So when we're talking about obsessive focus, these are athletes who obsess over something, and that's normally mistakes or consequences. So they may obsess over the last time that they competed. They made a mistake or they fell. Or a classic one is they go to kick a goal, whether it's in football, soccer for those of you who are not English; or in rugby, or shooting for goal in hockey, or any other sport where you've got what we call a closed skill, and you make a mistake, and you don't score the goal, you don't get the outcome, then you start to obsess over that mistake. Now, what we know of people's human behaviour, replicability, consistency, setting blueprints, and patterns for success is: we get what we focus on. We know that. And those of you who have listened to me before know I talk a lot about the fact I ride a motorbike. And one of the things that gets ingrained into you as a rider is if you're going round a corner or you're doing anything at any speed, the reality is wherever you look, you will go. We see this time and time and time again where you might be laying around a corner, you're going quite fast, and all of a sudden you look into the ditch because you think, Oh, I don't want to go there.

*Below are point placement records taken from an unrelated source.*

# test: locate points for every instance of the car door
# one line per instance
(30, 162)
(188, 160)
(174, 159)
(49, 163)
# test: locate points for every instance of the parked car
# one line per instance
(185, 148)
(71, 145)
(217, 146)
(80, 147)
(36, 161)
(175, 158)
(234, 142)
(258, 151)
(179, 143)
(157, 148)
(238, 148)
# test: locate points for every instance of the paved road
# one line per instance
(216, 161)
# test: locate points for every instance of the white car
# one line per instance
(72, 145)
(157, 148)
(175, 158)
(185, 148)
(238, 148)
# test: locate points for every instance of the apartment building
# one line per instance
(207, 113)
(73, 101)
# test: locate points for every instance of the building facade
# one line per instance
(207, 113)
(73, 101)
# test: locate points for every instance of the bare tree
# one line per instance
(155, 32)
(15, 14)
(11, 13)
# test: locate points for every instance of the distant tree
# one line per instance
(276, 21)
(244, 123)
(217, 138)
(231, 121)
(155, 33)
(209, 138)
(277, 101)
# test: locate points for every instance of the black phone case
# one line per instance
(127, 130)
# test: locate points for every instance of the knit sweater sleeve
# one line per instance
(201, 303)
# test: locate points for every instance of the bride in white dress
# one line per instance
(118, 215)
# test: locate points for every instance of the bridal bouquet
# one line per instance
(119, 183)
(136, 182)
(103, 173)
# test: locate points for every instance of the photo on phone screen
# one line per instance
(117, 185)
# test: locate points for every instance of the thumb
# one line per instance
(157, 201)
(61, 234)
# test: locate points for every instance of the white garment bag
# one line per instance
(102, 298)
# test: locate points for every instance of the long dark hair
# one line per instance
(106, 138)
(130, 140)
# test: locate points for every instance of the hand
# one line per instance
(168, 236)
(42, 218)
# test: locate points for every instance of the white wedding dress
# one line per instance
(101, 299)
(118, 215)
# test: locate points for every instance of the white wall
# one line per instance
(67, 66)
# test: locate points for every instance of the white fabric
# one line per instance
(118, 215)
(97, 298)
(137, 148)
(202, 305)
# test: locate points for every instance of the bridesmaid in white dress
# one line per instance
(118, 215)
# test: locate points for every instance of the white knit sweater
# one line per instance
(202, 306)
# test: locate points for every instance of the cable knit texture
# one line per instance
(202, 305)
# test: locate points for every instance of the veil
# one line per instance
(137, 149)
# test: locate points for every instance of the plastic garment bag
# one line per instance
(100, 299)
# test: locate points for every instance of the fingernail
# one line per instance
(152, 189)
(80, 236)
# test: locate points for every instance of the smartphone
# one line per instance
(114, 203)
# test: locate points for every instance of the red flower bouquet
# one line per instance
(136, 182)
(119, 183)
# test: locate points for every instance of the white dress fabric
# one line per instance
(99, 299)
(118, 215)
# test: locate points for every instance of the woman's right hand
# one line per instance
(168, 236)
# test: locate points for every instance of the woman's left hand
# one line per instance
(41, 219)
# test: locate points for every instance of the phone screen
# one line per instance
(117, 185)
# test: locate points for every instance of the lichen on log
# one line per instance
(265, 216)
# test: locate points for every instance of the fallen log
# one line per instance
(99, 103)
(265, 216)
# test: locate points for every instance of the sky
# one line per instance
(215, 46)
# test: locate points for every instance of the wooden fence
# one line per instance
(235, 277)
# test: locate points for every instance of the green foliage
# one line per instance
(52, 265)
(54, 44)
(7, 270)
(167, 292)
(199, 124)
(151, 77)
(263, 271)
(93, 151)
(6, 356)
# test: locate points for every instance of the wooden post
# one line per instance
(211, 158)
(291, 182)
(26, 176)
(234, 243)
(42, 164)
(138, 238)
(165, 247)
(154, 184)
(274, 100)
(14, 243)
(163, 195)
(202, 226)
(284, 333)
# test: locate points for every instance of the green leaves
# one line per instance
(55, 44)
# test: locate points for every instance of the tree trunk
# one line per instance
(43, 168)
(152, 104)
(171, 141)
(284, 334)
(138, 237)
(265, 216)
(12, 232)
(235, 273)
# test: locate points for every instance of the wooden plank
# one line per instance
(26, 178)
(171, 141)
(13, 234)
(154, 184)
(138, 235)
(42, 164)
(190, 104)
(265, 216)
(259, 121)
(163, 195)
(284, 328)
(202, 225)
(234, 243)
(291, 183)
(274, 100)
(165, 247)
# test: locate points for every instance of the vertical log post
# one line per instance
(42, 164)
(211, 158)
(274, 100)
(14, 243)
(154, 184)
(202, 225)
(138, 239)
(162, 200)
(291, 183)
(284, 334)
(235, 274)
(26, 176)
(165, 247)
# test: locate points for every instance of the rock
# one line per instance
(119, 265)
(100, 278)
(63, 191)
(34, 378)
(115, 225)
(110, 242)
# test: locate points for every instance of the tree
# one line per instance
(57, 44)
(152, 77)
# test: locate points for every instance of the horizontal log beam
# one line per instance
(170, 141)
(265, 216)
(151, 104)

And in that split second, you're heading towards that ditch and you have to course correct. And you haven't done anything different in your approach other than change your focus. You're no longer focusing on where you want to go. You're focusing where you don't want to be, and then you're gravitating towards that. In one of my trainings on the deep dive catalog we have on smartmind.com, I talk about an F1 race where Lewis Hamilton and Max Verstappen were in the midst of their race, and they crashed on turn one. Now, what happened was everybody that was behind them coming into that corner, and back in those days where those two were constantly battling for first place, everybody was behind them. But if you look at the aerial picture, what you'll see is all those racing car drivers, irrespective of the fact that they are professional racing car drivers, have come off their racing line and they're gravitating towards Hamilton and Verstappen's crash. That makes no logical sense. But what you know about human behaviour is every single one of those racing car drivers are looking at the fact that those two have crashed. And because they're looking at them, their vehicles are going in that direction.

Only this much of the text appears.